L’Amministrazione Comunale si riserva di verificare i lavori eseguiti, previa la realizzazione di saggi distruttivi e conseguente ripristino a cura e spesa del concessionario, di contestare quanto non realizzato a regola d’arte, con l’applicazione delle sanzioni previste.

In caso di mancata comunicazione della avvenuta conclusione dei lavori secondo quanto indicato nell'art. 16c, il concessionario sarà ritenuto responsabile per i successivi tre anni solari dalla data di dichiarazione di inizio degli stessi.

 

ART. 20 – Qualora se ne presenti la necessità, per nuovi lavori, o, per altre cause, il Comune può chiedere lo spostamento delle tubazioni o condutture di proprietà di terzi, Enti, Società, Consorzi o i privati concessionari e gli stessi sono obbligati ad eseguire i lavori nel minor tempo possibile dalla presentazione della richiesta dell'Ente, la quale costituisce autorizzazione alla manomissione e ripristini necessari, preventivamente concordati e economicamente quantificati con l'U.T. Competente.

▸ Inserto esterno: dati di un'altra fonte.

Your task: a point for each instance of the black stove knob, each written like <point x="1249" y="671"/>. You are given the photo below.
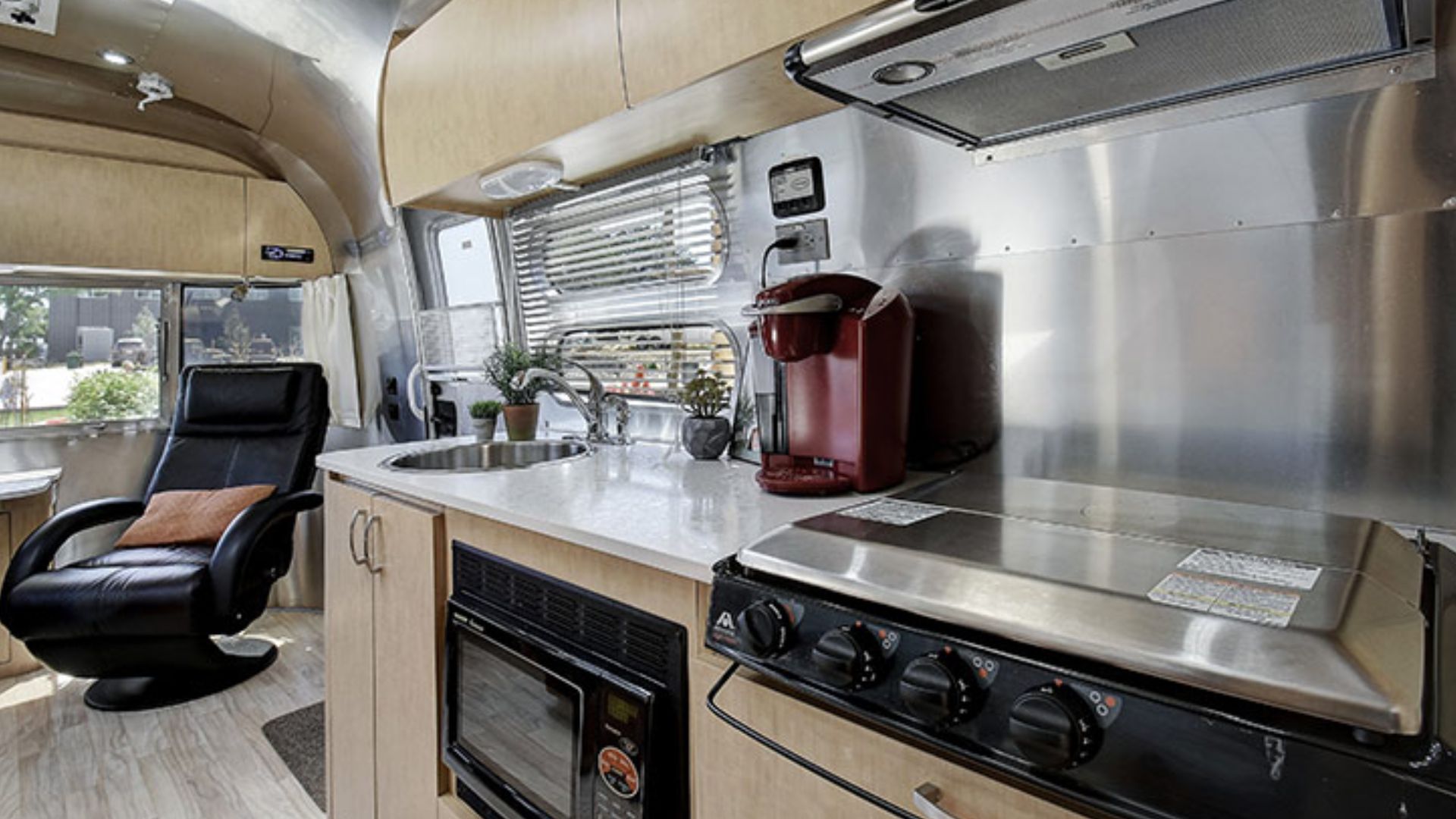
<point x="941" y="689"/>
<point x="1055" y="727"/>
<point x="849" y="657"/>
<point x="764" y="629"/>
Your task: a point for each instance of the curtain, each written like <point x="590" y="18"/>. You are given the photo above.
<point x="328" y="338"/>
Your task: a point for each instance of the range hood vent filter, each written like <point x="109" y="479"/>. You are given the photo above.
<point x="1006" y="71"/>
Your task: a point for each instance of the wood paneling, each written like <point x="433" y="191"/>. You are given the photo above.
<point x="410" y="592"/>
<point x="277" y="216"/>
<point x="747" y="99"/>
<point x="348" y="598"/>
<point x="82" y="210"/>
<point x="485" y="80"/>
<point x="667" y="46"/>
<point x="44" y="133"/>
<point x="726" y="760"/>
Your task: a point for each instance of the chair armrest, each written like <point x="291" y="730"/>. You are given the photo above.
<point x="36" y="553"/>
<point x="242" y="535"/>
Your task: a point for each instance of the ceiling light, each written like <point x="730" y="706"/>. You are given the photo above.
<point x="115" y="57"/>
<point x="523" y="180"/>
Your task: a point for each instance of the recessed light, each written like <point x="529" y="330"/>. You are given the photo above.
<point x="115" y="57"/>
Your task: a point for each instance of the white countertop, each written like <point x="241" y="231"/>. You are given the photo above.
<point x="647" y="503"/>
<point x="25" y="484"/>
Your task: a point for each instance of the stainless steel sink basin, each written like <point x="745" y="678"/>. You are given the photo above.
<point x="485" y="457"/>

Nel caso che a seguito di sopralluogo effettuato dai tecnici dell’U.T.C., si evidenziasse la presenza di un sevizio all’interno della sezione idraulica di fossi, canali, fognature bianche pozzetti di ispezione, polifere ecc., anche se tale circostanza fosse stata causata da lavori eseguiti in anni precedenti, il Gestore del servizio è obbligato alla modifica del tracciato di servizio e al ripristino della situazione precedente al primo intervento o come indicato dall’U.T.C. competente di questo Ente a proprie cure e spese senza nulla pretendere.

 

ART. 21 – Durante l’esecuzione dei lavori, dovranno essere adottate tutte quelle precauzioni atte a salvaguardare l’incolumità delle persone e delle cose con particolare riferimento al D. Leg.vo 494/96 e successive modificazioni; dovranno essere ottemperate tutte le disposizioni del nuovo codice della strada e norme che regolino l’esecuzione dei lavori lungo le strade.

 

ART. 22 – L’Amministrazione Comunale si riserva di intervenire per la messa in sicurezza della circolazione stradale con le seguenti metodologie:

 

a)     in caso di grave pericolo, autonomamente senza alcuno preavviso, con comunicazione congiunta al Comando di Polizia Municipale per i rilievi dei Legge previsti nel nuovo codice della strada e con il recupero in danno delle spese sostenute.

 

b)     In caso di minore pericolo l’A.C. invierà specifica nota al concessionario che entro gg 5 dovrà obbligatoriamente eliminare il pericolo riscontrato, trascorsi i quali, l’Ente è autorizzato ad intervenire d’ufficio con il recupero in danno delle spese sostenute.

 

A seguito di un intervento eseguito l’U.T.C. applicherà la tabella “A” dei prezzi forfetari, allegata al presente RMS nella tabella A, per la quantificazione dei costi affrontati e ne darà comunicazione all’Ufficio Legale di questo Ente per la notifica al Soggetto concessionario dell’attivazione della procedura amministrativa per il recupero delle spese dalle cauzioni o dalle fidejussioni.


 

PREPARAZIONE DELLO SCAVO

 

ART. 23 – E’ onere del concessionario la preparazione del cantiere nel rispetto del nuovo Codice della strada, nonché del D. Leg.vo 494/96 e successive modificazioni.

 

ART. 24 – Lo scavo sarà effettuato, sia come larghezza sia come andamento dell’asse, in modo che lo scavo stesso non risulti interessato dai servizi individuati con le sezioni preventive; nel caso di interferenze, sarà onere esclusivo del concessionario provvedere allo spostamento a proprie cure e spese, concordando lo spostamento con l’U.T. Competente.

 

ART. 25 – Salvo modifiche precedentemente concordate con i tecnici dell’U.T.C. di questo Ente, la distanza minima dello scavo dai fabbricati, fossi e canali, dovrà essere di mt. 1,00, in modo da rendere tecnicamente agevole e sicura la posa delle tubazioni, cavi o condutture.

 

ART. 26 – Per le strade e i marciapiedi con pavimentazioni in asfalto nuovo è obbligatorio procedere al taglio del manto e della fondazione con idonea macchina a disco meccanico (disco diamantato, ecc.) o mediante fresatura dell’area di scavo per tutto lo spessore del manto stradale, al fine di salvaguardare l’integrità del manto stesso.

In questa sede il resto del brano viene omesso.